METHODS: The information was collected from funding agencies, in particular the UK health departments, the Medical Research Council and medical research charities; academic departments and research units and centres; NHS authorities; and research registers and directories. A total of 6185 projects that were either in progress or completed between January 1990 and mid-1992 were identified.

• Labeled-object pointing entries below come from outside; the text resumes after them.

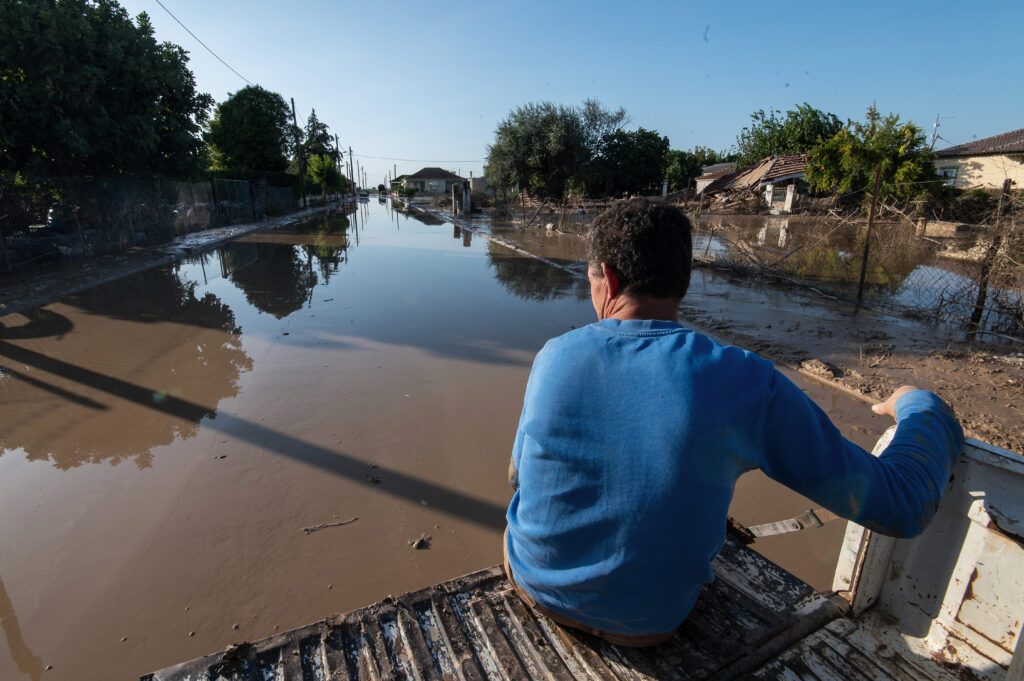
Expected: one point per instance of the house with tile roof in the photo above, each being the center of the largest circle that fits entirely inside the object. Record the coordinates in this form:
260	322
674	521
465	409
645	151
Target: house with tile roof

RESULTS: Forty-three per cent of projects were disease related; 33 per cent assessed health technologies. Patterns were evident in the database. Sixty-three per cent of the projects on diseases were covered by five categories: cancer, the largest category with a quarter of the disease projects; perinatal medicine; cardiovascular disease and stroke; HIV and AIDS; and mental illness. Conditions that cause severe discomfort but are not life threatening were poorly represented. Clinical trials formed 25 per cent of the health technology projects, but only 6 per cent of the trials assessed surgical procedures. Less than 10 per cent of all health technology projects contained a costing component. In England, 34 per cent of projects with identified funding sources were supported by medical charities and other independent bodies, 31 per cent by NHS authorities, 20 per cent by the Department of Health and 15 per cent by the research councils.

CONCLUSION: This collection of information represents a ‘snapshot’ of the scope of health services research against which it will be possible to measure the changes promoted by the NHS R&D programme.